F(x, y) = x2 + y2 + 4x − 4y, x2 + y2 ≤ 81 find the extreme values of f on the region described by the inequality.

Take partial derivatives and set them equal to 0:

[tex]\nabla F(x,y)=\langle2x+4,2y-4\rangle=\mathbf 0[/tex]

We find one critical point within the boundary of the disk at [tex](x,y)=(-2,2)[/tex]. The Hessian matrix for this function is

[tex]\mathbf H(x,y)=\begin{bmatrix}f_{xx}&f_{xy}\\f_{yx}&f_{yy}\end{bmatrix}=\begin{bmatrix}2&0\\0&2\end{bmatrix}[/tex]

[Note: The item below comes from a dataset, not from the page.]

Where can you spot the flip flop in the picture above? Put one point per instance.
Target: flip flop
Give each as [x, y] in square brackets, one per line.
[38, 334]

which is positive definite, and incidentally independent of [tex]x[/tex] and [tex]y[/tex], so [tex]F(x,y)[/tex] attains a minimum [tex]F(-2,2)=-8[/tex].

Meanwhile, we can parameterize the boundary by [tex]\mathbf r(t)=\langle9\cos t,9\sin t\rangle[/tex] with [tex]0\le t\le2\pi[/tex], which gives

[tex]F(x,y)=F(x(t),y(t))=f(t)=81\cos^2t+81\sin^2t+36\cos t-36\sin t=81+36(\cos t-\sin t)[/tex]

with critical points at

[tex]f'(t)=0\implies 36(-\sin t-\cos t)=0\implies\sin t+\cos t=0\implies t=\dfrac{3\pi}4,\dfrac{7\pi}4[/tex]

At these points, we get

[tex]f\left(\dfrac{3\pi}4\right)=81-36\sqrt2\approx30.0883[/tex]
[tex]f\left(\dfrac{7\pi}4\right)=81+36\sqrt2\approx131.9117[/tex]

so we attain a maximum only when [tex]t=\dfrac{7\pi}4[/tex], which translates to [tex](x,y)=\left(\dfrac9{\sqrt2},-\dfrac9{\sqrt2}\right)[/tex].